When it comes to men, I am currently sitting stoically in a vast kingdom of disappointment. I divorced my second husband, Dwayne, (please don’t judge me, he was incredibly virile and had come-fuck-me-eyes) six years ago, and I’ve been living the high-life of a single parent to three children by two different fathers ever since. My first marriage started off alright. I was a journalist and he worked in finance, then the twins came along so I stopped; stopped working, stopped fucking, stopped drinking, stopped socialising, stopped bloody existing for five years. When I did, finally, manage to resuscitate myself, it came to my attention that he’d been shagging prostitutes – so I had no real choice but to get the scissors out. Two years later I met Dwayne, and it took longer than I’m proud of to realise that if I’d wanted something nice to look at I should have just bought a picture or had the garden done up. 
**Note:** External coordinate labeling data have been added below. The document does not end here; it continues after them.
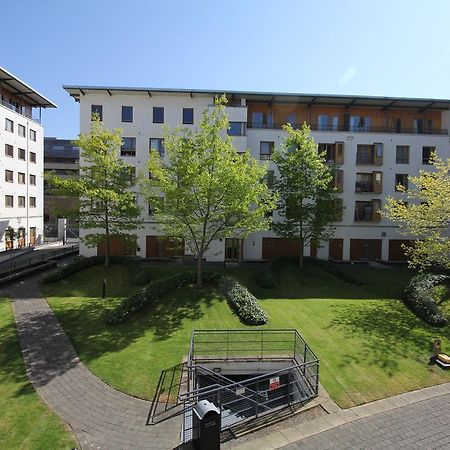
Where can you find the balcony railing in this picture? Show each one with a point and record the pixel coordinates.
(353, 129)
(21, 110)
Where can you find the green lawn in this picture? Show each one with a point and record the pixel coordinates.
(25, 421)
(370, 346)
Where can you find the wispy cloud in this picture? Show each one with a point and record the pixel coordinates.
(347, 76)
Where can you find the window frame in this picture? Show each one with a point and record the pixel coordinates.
(7, 122)
(21, 127)
(127, 114)
(185, 121)
(156, 111)
(128, 152)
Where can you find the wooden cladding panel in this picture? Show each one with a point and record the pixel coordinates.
(336, 249)
(396, 252)
(118, 246)
(365, 249)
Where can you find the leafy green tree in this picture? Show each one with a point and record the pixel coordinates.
(107, 206)
(306, 205)
(424, 213)
(210, 191)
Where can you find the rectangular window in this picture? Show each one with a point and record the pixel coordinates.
(426, 154)
(270, 177)
(236, 129)
(188, 116)
(401, 179)
(364, 182)
(9, 150)
(97, 110)
(402, 154)
(158, 114)
(158, 145)
(127, 114)
(266, 150)
(128, 147)
(9, 125)
(9, 201)
(363, 212)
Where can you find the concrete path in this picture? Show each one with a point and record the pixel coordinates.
(418, 419)
(101, 417)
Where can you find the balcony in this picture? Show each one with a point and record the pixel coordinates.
(22, 111)
(353, 129)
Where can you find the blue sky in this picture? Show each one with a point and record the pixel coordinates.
(392, 48)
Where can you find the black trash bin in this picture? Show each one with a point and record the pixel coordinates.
(206, 419)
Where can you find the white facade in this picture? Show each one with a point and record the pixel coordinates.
(142, 128)
(21, 163)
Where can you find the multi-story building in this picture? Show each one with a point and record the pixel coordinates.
(375, 142)
(61, 157)
(21, 161)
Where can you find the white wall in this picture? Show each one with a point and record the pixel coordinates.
(21, 217)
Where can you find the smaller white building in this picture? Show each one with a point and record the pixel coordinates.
(21, 162)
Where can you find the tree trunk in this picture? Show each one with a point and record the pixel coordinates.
(302, 249)
(199, 270)
(107, 237)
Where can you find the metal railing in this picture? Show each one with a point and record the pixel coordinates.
(20, 110)
(353, 128)
(246, 344)
(17, 261)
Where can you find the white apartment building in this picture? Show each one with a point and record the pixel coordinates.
(376, 142)
(21, 161)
“I can’t believe we’re just cooking sausages and mashed potatoes,” Tony, ever-the-schoolboy, whispers in my ear. 

“I can’t believe you don’t know how to cook sausage and mash if I’m honest.” I raise my eyebrows, he looks hurt, we cuddle. I wish Tony wasn’t gay. 

 

*



“Well, this is a bit shit, isn’t it?” I’m averse to queuing at the best of times, but it’s raining and I’ve never even heard of the celebrity chef we’re here to see (the cookery classes having burgeoned into a full-blown obsession). 

“Suzie-Soo…” Tony purrs, trying to placate my displeasure. 

“Like…really shit. I mean, in the rain and twenty people at a fucking time! Honestly, if I’d known…”

Silence. 

“Well dear, an umbrella would be nice,” an older lady in a mackintosh, behind us in the queue. Tony smiles at her and compliments her perm, she blushes. Ever the bloody charmer. 

“She’s not wrong though, is she? An umbrella would be nice! Do you think it’s even worth going in? Shall we just sod it off and go to the pub?”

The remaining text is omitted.